"I fell in love with the aesthetics of biology during a class. That's how it all started," says Théry. "I was fascinated by the electron microscopy images of the architecture of the cytoskeleton. It's a dynamic structure with a three-fold symmetry that constantly comes together and falls apart—a beautiful, living rose pattern." At the beginning of his career, he wanted to understand how the network of cables that radiates from the center of the cell (centrosome) and towards its periphery is structured and allows the cell to move.

That was back in 2000. During a casual discussion at the terrace of a café, he heard that the "pope of the centrosome" worked at Institut Curie, right across the street from where he was sitting!  He says that's how "a young, really excited guy met with a wise old man", Michel Bornens, and what motivated him to start a thesis and choose a career in research. Théry then became a specialist of cell mechanics, studying the forces underlying the movements and life of the cell, via the actin filaments and microtubules that are anchored to the centrosome, and can be seen as their muscles and nervous system, respectively. It did not take long for him to find success, with a paper published in Nature Cell Biology in 2005 in which he revealed that cells are not only affected by the chemistry of their environment, but also its geometry. By building microscopic squares and triangles, he showed that the cell can "feel" the shape beneath, adhere to it, and change shape. "We formulated the equations that determine the cell-division orientation axes. That was a real scoop!" he says.
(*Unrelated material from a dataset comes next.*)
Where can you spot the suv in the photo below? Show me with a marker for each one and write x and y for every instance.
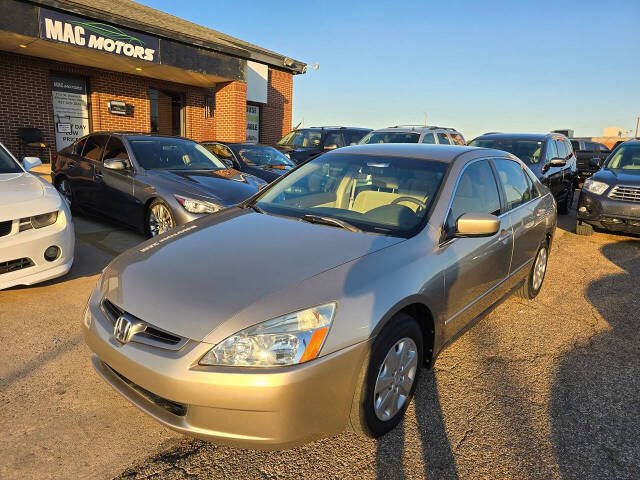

Théry joined CEA in 2006 and participated in the creation of the start-up Cytoo, which leverages its expertise in micro-technologies to provide the scientific community with microstructures for biologists to study the influence of environment geometry on genome transcription and cell division: how they assemble, merge, and migrate. The start-up has been a worldwide success. He then teamed up with biochemist Laurent Blanchoin to reconstruct the basic building principles of intracellular architecture from simple mixtures of purified proteins.

This researcher has now shifted his interest to stem cells. Changes in the spatial conformation of stem cell niches affect the proliferation rate and the nature of the cells produced. "Even though hormonal stimulation remains the main factor, niche geometry does influence cell population," Théry said. Hence the idea to create a branch of his laboratory at the Saint Louis Hospital in Paris, recognized for its expertise in cell therapy for blood diseases. "If we were able to better control the amount and type of blood cells from a culture medium, this would have a direct impact on the protocol to treat these diseases," he says.